Muriel Spark Joy 6: „The Prime of Miss Jean Brodie“

Zurzeit lese ich alle 22 Romane von Muriel Spark (1918-2006) in chronologischer Reihenfolge und versuche, ihrer Faszination auf den Grund zu gehen. Die abgebildete und von mir ggf. zitierte Ausgabe ist die Polygon-Gesamtausgabe, Edinburgh 2017.

Titel: The Prime of Miss Jean Brodie (1961, dt.: Die Lehrerin/Die Blütezeit der Miss Jean Brodie, Ü: Peter Naujacks, Diogenes 1961/Andrea Ott, Diogenes 2018)

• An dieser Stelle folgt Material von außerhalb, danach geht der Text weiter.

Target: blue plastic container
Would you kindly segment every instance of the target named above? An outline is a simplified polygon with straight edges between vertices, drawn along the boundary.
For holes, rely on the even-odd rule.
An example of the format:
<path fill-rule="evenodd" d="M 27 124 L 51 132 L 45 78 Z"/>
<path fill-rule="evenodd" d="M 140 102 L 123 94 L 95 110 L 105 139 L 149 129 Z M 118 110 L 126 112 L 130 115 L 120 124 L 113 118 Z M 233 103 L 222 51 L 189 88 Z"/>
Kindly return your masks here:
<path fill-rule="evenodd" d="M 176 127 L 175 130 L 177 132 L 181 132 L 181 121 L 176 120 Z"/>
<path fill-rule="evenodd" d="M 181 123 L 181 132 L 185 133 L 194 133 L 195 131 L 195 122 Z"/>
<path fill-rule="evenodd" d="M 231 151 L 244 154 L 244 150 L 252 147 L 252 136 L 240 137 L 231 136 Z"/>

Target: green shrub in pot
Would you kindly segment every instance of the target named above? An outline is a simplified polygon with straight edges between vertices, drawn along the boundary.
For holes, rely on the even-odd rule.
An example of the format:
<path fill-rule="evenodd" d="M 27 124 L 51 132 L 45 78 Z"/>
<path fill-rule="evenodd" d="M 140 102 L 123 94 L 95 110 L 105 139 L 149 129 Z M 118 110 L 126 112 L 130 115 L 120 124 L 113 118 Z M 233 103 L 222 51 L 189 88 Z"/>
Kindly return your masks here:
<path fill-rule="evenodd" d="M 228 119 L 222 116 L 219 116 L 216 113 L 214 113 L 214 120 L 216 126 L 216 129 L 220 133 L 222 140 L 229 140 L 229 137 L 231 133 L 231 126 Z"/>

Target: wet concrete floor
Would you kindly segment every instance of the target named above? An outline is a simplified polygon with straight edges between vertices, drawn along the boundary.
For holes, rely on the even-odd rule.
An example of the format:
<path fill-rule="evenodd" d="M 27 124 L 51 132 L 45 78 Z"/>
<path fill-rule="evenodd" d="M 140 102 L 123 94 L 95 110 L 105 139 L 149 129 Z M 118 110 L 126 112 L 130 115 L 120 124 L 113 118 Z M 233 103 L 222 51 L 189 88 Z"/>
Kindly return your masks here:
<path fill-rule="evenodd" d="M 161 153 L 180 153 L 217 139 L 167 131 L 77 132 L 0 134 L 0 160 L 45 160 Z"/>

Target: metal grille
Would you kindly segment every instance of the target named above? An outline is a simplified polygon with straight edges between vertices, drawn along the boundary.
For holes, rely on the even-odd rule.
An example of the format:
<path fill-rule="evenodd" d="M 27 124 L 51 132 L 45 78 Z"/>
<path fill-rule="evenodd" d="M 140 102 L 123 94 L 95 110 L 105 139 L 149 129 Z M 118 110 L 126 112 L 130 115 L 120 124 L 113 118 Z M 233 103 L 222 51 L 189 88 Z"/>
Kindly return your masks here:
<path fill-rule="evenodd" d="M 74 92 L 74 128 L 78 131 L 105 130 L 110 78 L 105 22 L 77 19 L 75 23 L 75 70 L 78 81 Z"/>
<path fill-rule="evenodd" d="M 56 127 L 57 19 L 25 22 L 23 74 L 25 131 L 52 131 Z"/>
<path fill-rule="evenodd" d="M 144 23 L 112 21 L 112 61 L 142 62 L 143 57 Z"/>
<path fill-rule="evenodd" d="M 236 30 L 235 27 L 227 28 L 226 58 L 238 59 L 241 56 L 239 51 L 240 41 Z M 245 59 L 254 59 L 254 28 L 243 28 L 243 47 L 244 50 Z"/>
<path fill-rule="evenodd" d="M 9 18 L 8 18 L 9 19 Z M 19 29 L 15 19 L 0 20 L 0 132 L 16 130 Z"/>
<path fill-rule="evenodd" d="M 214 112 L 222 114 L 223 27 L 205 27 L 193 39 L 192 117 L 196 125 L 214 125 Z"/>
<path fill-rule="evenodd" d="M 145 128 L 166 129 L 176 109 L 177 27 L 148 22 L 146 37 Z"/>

Was passiert: In dem Sinne, dass Melvilles „Moby Dick“ davon handelt, dass ein Matrose an Bord eines ehrgeizigen, aber letzten Endes erfolglosen alten Walfängers anheuert, handelt dieses Buch davon, dass eine Lehrerin eine Reihe Schülerinnen in ihren Bann zieht, sie besonders fördert, psychologisch missbraucht und am Ende von einer von ihnen verraten wird. Weil diese Miss Jean Brodie, mit ihrem Hang zu Drama und Romantik, die Schülerinnen in ihr Liebesleben und ihre Auseinandersetzungen mit der Schulleitungen verwickelt, hat sie eine prägende Wirkung auf die Mädchen, deren Leben wie das von Jean Brodie auf kaum 130 Seiten in Vor- und Rückblenden ineinander verschränkt erzählt werden. Auf anderen Ebenen handelt das Buch womöglich vom Faschismus (Jean Brodie ist fasziniert von Benito Mussolini und wird gegen Ende des Buches von einer ihrer Schülerinnen als geborene Faschistin bezeichnet), von Verrat und Moral, und davon, ob und wie ein Leben gelingen oder misslingen kann, sobald man anfängt, derlei Kategorien an ein eigenes Leben oder das von anderen anzulegen. Das Buch spielt im Edingburgh der Dreißigerjahre, an einer Schule, die inspiriert ist von der, die Muriel Spark dort besuchte, und an der sie zwei Jahre lang eine Lehrerin hatte, die sie ähnlich beeindruckte, wie Jean Brodie ihre Schülerinnen.
Und davon abgesehen: Das Buch handelt von Grenzen, von Nähe und Distanz, vom Abstand zwischen Menschen.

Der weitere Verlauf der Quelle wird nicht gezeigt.